Bruxelas aí está a usar as armas que o poder político e a teoria económica aparentemente lhe fornecem. Quanto ao poder político não há dúvidas que o exerce ditatorialmente e isso até um cego já o consegue ver. Quanto ao poder que a teoria económica lhe confere, pela minha parte estamos desde há muito tempo entendidos. Dois conceitos são utilizados como armas de destruição massiva: o de défice estrutural e o de défice público.

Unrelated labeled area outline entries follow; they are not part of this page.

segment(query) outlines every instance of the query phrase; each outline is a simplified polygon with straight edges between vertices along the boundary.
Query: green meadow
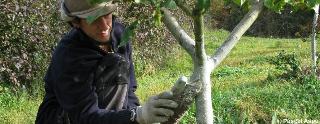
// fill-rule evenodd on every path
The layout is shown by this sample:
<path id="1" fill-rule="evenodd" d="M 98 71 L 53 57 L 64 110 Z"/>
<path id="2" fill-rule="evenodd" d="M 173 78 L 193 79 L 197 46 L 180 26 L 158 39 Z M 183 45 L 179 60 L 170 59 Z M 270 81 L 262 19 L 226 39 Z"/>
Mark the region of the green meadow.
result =
<path id="1" fill-rule="evenodd" d="M 222 30 L 206 31 L 207 54 L 214 52 L 229 34 Z M 320 121 L 319 81 L 308 85 L 293 78 L 280 78 L 285 72 L 276 69 L 266 59 L 284 50 L 295 54 L 303 70 L 311 63 L 310 48 L 310 42 L 298 39 L 242 37 L 211 74 L 215 123 L 269 124 L 273 119 Z M 149 97 L 170 90 L 180 76 L 191 76 L 191 58 L 180 47 L 175 50 L 164 56 L 160 66 L 151 63 L 141 70 L 139 66 L 143 65 L 136 62 L 136 93 L 142 105 Z M 39 81 L 42 85 L 39 88 L 18 89 L 16 93 L 7 86 L 0 86 L 0 123 L 34 123 L 44 94 L 44 83 Z M 180 123 L 196 123 L 195 105 Z"/>

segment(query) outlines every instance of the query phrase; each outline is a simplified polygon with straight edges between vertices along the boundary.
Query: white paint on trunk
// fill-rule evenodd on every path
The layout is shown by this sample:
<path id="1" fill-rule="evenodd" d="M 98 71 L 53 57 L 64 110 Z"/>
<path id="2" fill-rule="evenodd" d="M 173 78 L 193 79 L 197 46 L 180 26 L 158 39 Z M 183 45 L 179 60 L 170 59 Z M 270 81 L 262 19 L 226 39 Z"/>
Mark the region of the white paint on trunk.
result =
<path id="1" fill-rule="evenodd" d="M 164 12 L 164 16 L 161 19 L 162 20 L 177 42 L 190 56 L 193 61 L 194 70 L 190 80 L 199 79 L 203 83 L 202 88 L 196 98 L 197 124 L 213 124 L 210 74 L 213 70 L 224 59 L 258 16 L 264 10 L 264 1 L 252 0 L 251 8 L 249 12 L 211 56 L 207 56 L 206 55 L 204 51 L 204 47 L 202 46 L 202 44 L 200 44 L 199 46 L 195 46 L 195 42 L 183 30 L 170 12 L 164 7 L 161 8 Z M 195 24 L 195 27 L 199 26 L 198 25 L 196 26 L 196 23 Z M 200 26 L 200 27 L 201 26 L 203 27 L 203 23 L 202 25 Z M 198 41 L 204 42 L 204 38 L 203 35 L 203 34 L 201 36 L 195 36 L 196 37 L 201 37 L 201 38 L 197 38 Z M 196 50 L 196 49 L 198 50 Z M 198 51 L 197 52 L 196 51 Z M 200 54 L 197 54 L 196 52 Z M 197 55 L 201 56 L 197 56 Z"/>
<path id="2" fill-rule="evenodd" d="M 316 1 L 316 5 L 313 7 L 315 10 L 315 15 L 313 17 L 313 26 L 312 27 L 312 36 L 311 39 L 311 53 L 313 60 L 313 64 L 316 65 L 317 58 L 316 56 L 316 27 L 317 21 L 318 20 L 318 16 L 319 15 L 319 4 Z"/>

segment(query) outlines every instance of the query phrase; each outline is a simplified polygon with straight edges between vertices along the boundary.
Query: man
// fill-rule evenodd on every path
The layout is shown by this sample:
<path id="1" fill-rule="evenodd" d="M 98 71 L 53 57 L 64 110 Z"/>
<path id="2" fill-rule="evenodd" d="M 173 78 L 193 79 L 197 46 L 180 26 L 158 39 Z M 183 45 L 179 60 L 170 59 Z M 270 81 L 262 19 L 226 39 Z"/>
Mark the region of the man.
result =
<path id="1" fill-rule="evenodd" d="M 88 15 L 101 16 L 89 25 Z M 117 5 L 89 6 L 64 0 L 62 19 L 74 28 L 59 42 L 44 78 L 46 93 L 36 124 L 146 124 L 163 122 L 178 104 L 167 91 L 140 106 L 130 42 L 118 48 L 125 27 L 111 13 Z"/>

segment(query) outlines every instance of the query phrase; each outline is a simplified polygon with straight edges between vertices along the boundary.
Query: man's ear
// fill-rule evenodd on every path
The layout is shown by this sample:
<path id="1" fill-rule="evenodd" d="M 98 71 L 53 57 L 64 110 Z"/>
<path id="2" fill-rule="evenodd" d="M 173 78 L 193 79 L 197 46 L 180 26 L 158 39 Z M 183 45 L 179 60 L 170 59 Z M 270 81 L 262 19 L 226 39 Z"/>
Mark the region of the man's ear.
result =
<path id="1" fill-rule="evenodd" d="M 71 23 L 72 23 L 72 25 L 75 27 L 77 28 L 80 28 L 80 22 L 75 20 L 75 19 L 71 21 Z"/>

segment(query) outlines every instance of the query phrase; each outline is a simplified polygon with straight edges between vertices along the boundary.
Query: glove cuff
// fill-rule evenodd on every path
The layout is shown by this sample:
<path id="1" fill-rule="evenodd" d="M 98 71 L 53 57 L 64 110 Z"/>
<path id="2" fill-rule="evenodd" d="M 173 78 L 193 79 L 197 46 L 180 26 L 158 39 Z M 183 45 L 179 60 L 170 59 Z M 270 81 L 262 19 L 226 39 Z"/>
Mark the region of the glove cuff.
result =
<path id="1" fill-rule="evenodd" d="M 141 106 L 138 106 L 136 110 L 136 112 L 137 112 L 137 120 L 138 123 L 140 124 L 145 124 L 146 122 L 143 119 L 143 112 L 142 112 L 141 107 Z"/>

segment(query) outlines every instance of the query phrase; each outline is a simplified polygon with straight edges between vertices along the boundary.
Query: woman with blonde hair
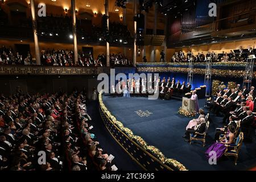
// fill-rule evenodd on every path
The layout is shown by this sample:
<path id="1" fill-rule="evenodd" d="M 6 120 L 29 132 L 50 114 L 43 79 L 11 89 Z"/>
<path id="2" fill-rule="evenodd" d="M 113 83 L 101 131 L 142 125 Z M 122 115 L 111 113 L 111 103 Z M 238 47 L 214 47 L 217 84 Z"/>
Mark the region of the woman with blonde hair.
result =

Quanto ao défice estrutural é um conceito que economicamente ainda está por explicar fora do quadro ideológico dominante, porque se trata de pura ideologia, até porque, entre muitos defeitos, tem por base “um conceito não conceptualizável” porque economicamente desprovido de sentido sequer: o da taxa NAIRU, taxa de desemprego não aceleradora de inflação ou ainda também dita taxa de desemprego compatível com uma taxa de inflação constante. De resto as tensões havidas entre Bruxelas e Paris ou Roma, quanto à formula de calcular o défice estrutural, são disso um bom exemplo. Quanto ao limite do défice público efectivo de três por cento de que tanto se tem falado, muitas expressões matemáticas se têm deduzido. No entanto, todas elas sempre a confirmar que tomar este valor como referência para a política económica, significa que se olha para o futuro da Europa pelo espelho retrovisor, para os 3% como sendo o produto da dívida média na Europa no tempo de Maastricht, 60%, a multiplicar pela diferença entre a taxa de juro nominal e a taxa de crescimento de então, ou seja de 5%. E o produto das duas taxas dá então o valor de 3%, valor este que, às taxas consideradas de então, garante a estabilidade da dívida pública. Mecânica pura, puramente, independente do espaço e do tempo, pelos vistos.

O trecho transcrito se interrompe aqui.